Leaders went into the talks deeply divided. Countries such as Germany and the Netherlands took a hard line against Athens; a German briefing paper, leaked to the media, suggested that Greece take a “time out” from the euro and introduce a new currency.
But France led the charge to keep Greece within the fold, warning that ejecting Greece from the Eurozone would inflict untold damage to the reputation of the EU.
“It is Europe that is at stake,” French President Francois Hollande said before talks began.
Still, Tsipras was forced to make major concessions to get his European partners to consider negotiating a new bailout, which would be Greece’s third in five years. Many European leaders had complained of a lack of trust in Tsipras’ government and insisted on driving a hard bargain.
In addition to the laws that must be rushed through the Greek Parliament by Wednesday — which could meet with stiff resistance from members of Tsipras’ own leftist Syriza party — Tsipras agreed to put up to $55 billion worth of Greek state assets into a special trust fund, assets that could be sold off or otherwise monetized.
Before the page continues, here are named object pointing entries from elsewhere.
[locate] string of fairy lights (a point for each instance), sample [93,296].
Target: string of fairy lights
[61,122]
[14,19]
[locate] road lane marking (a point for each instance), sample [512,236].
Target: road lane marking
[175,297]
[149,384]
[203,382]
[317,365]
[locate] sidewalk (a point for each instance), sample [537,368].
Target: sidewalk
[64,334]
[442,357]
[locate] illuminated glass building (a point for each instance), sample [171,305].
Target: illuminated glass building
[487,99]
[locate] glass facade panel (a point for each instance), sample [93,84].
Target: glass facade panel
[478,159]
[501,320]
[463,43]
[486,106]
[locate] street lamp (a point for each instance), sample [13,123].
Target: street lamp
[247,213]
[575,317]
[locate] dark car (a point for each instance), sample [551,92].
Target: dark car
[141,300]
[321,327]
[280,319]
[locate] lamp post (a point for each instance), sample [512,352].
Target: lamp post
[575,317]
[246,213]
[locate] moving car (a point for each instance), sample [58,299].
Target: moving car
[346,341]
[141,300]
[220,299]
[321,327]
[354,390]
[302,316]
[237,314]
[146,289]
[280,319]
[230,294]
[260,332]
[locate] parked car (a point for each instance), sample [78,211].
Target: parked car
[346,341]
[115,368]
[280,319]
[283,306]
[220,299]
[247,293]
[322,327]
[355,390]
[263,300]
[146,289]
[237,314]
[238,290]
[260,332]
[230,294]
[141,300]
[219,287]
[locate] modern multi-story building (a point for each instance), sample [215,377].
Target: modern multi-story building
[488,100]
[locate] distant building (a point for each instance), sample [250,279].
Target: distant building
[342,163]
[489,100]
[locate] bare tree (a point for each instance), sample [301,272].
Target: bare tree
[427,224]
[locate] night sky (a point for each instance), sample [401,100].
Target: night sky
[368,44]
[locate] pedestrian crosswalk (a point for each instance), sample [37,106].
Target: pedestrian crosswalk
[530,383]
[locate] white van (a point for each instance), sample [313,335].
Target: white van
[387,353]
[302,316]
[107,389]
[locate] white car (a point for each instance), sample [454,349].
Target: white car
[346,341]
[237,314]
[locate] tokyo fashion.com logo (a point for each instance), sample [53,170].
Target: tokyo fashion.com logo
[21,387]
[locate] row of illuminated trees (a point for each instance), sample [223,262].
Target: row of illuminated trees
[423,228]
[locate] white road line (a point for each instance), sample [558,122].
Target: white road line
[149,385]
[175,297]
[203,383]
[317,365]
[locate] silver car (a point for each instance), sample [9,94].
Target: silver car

The money generated from the fund would be earmarked for repaying the $28 billion needed to recapitalize Greek banks. Leftover proceeds would go toward paying down Greece’s staggering load of public debt and investing within the country to stimulate the economy.
Germany, Greece’s biggest lender, had originally demanded that the trust fund be located offshore, perhaps in Luxembourg, which many observers said would be a humiliation for Greece to have some of its most valuable assets parked outside the country, under others’ supervision. But European leaders ultimately agreed to keep the trust fund within Greece.
In a victory for Tsipras, his Eurozone counterparts also appeared to agree to some form of eventual debt relief for Athens, which Berlin has strongly resisted.
German Chancellor Angela Merkel said Monday that, if Greece lived up to its reform commitments and the other demands of the agreement, creditor countries would discuss ways to relieve Athens’ debt burden — for example, by extending repayment schedules.
Though welcomed by investors, Monday’s agreement could still get wrecked on the shoals of national politics within the Eurozone.
If Tsipras loses too many of his own lawmakers in the struggle to get legislation passed by Wednesday, forcing him to rely on opposition politicians, his government could fall. That would spur fresh elections and additional instability and uncertainty in Greece.
And even if he succeeds in pushing the legislation through, parliaments in some of the other Eurozone countries still must give their approval for bailout negotiations to begin. That could prove tough in countries such as Finland, where many politicians are adamantly opposed to any new rescue package for Greece.
Merkel, the Eurozone’s most powerful leader, also faces dissent within her ranks. Some officials regard another bailout for Greece as throwing good money after bad and have openly called for Athens to be thrown out of the Eurozone. But she is expected to prevail in a vote in the Bundestag.
In Frankfurt, Germany, a decision is expected later Monday by the European Central Bank on expanding its lifeline to the Greek financial system.
Greek banks have been closed for two weeks and cash withdrawals have been limited to prevent a run on their perilously low supply of cash. Regular business has ground to a halt, further damaging an economy that has already shrunk by 25% over the last several years.
A cash infusion by the European Central Bank would allow banks to reopen gradually, but some capital controls are expected to remain in place for weeks.